NEW YORK -- Meredith Tax, a prominent activist and writer of second-wave feminism who challenged herself, her peers and the world at large to rethink long-held ideas about gender, race and class, has died. She was 80.
Tax died Sunday, according to her friend Frances Kissling, who did not immediately provide additional details. Her death had been announced on Facebook by the activist Ariane Brunet.
"A true activist who could perceive the importance of a women’s struggle anywhere in the world and would make damn sure we would know about it and join the cause," Brunet wrote. “We are blessed that such a companion lived and refused to give up on life till death said 'Enough you did your best.'”
The life of Tax, born into an upwardly mobile Jewish family in Milwaukee, was often a story of self-discovery. She was a graduate of Brandeis University and a fellowship student in London who had dreams of a gilded career in the arts, “a glass cage,” before the 1960s politicized her, then radicalized her into “studying the world instead of literature.” Contentious even within communities of activists, she confronted Planned Parenthood and other abortion rights supporters over the issue of sterilization abuse and was thrown out of the Leninist October League after criticizing their treatment of women. She faced her own reckoning in the 1970s when she worked in a Zenith TV factory in Chicago and was the only white person on the assembly line.
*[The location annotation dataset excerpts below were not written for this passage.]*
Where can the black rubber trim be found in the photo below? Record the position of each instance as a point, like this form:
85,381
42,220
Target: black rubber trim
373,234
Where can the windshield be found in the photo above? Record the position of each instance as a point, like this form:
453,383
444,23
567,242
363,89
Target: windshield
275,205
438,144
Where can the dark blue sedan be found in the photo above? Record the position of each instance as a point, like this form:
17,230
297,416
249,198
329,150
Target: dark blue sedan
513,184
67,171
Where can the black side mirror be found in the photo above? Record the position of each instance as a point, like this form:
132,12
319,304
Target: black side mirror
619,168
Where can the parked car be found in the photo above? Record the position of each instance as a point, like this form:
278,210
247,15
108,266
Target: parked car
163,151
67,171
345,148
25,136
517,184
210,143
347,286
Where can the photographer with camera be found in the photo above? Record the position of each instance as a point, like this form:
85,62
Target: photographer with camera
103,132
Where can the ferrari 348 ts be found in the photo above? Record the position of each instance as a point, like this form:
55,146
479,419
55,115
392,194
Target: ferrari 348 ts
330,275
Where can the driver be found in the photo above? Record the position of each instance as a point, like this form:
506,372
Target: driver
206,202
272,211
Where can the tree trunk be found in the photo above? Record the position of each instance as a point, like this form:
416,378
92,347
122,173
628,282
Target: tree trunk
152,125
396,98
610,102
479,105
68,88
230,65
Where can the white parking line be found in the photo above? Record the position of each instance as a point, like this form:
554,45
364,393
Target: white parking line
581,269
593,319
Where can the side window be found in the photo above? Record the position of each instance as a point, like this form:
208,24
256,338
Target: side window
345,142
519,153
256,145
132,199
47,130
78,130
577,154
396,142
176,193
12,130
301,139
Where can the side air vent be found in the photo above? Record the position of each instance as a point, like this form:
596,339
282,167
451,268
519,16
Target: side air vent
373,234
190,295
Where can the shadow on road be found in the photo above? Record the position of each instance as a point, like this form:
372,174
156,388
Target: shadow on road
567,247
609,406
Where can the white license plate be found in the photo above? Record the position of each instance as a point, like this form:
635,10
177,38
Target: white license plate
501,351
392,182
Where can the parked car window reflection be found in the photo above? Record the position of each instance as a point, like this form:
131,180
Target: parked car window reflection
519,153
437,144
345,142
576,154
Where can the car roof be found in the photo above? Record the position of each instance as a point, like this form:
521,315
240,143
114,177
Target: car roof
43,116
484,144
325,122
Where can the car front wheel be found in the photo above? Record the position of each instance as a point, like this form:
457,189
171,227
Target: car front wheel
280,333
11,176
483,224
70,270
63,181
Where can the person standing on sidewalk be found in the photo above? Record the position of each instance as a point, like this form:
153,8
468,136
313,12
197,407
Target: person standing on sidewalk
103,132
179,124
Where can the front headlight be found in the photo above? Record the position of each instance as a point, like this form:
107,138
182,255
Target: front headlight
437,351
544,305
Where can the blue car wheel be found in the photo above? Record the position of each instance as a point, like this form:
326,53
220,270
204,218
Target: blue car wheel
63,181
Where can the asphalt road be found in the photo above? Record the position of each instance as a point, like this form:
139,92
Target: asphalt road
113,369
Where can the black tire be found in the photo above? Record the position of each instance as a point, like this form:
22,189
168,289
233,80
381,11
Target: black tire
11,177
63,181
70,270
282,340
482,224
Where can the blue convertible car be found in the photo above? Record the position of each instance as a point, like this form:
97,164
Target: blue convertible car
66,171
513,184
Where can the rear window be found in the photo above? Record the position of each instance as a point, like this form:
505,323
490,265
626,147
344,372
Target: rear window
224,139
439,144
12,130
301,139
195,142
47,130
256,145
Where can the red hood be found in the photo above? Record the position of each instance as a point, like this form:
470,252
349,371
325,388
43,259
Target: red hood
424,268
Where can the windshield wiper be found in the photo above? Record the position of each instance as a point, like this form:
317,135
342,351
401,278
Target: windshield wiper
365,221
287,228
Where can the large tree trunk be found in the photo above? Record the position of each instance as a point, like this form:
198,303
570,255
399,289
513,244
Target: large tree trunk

“The first thing I had to learn how to do was hard physical labor; the second was to shut up,” she wrote in a mini-autobiography on her blog. “I had always been such a bright girl, in love with my own ideas. Now I had to learn how to listen very deeply, listen the way people do when they are in the minority, taking in not only what people said but what they didn’t say, the changes in their voices, their body language.”
Earlier in 2022, Tax lamented what she regarded as the lack of a feminist equivalent to Black Lives Matter and Occupy Wall Street. Writing in The Nation, she alleged that “young feminists concentrate on social media, blogs, and campaigns — an emphasis that entails paying a lot of attention to personalities, branding, and celebrity.”
“While #Me Too is unquestionably a powerful movement against job-related sexual harassment and assault, it is not a membership organization, so there is no way for people who support it to ensure its consistency or change its public face,” she wrote.
Rachel Carmona, executive director of Women's March, disputed Tax's perspective. In a letter to The Nation, she cited the massive 2017 gatherings held soon after President Donald Trump's inauguration as “an example of online activism transforming itself into activism in the streets, on the ground, where and when it was needed most.”
Tax's books included the nonfiction “The Rising of the Women” and the novels “Rivington Street” and its sequel “Union Square.” She wrote for The Nation, The Guardian and The Village Voice among other publications, and has been praised for her 1970 pamphlet “Woman and Her Mind,” a founding text of second-wave feminism, in which she explored how society conditioned the behavior of men and women.
“Men are taught to be active, to go and seek what they need; not to look pretty and wait for it to come into their vicinity. Men don't observe each passing cloud over human relations as if their whole future depended on it," she wrote. “There's a reason for that. It doesn't. Women are hyper-aware of their surroundings. They have to be. Walk down a street without being tuned in and you're in real danger; our society is one in which men rape, mug and murder women whom they don't know every day.”
Tax helped found the PEN American Center Women’s Committee, the Committee for Abortion Rights and Against Sterilization Abuse (CARASA) and the Women’s World Organization for Rights, Literature, and Democracy (Women's WORLD). More recently, she chaired the board of The Center for Secular Space, founded in 2011 “to strengthen secular voices, oppose fundamentalism, and promote universality in human rights.”
Tax was married twice, most recently to the author and philosopher Marshall Berman, and had a child with each husband.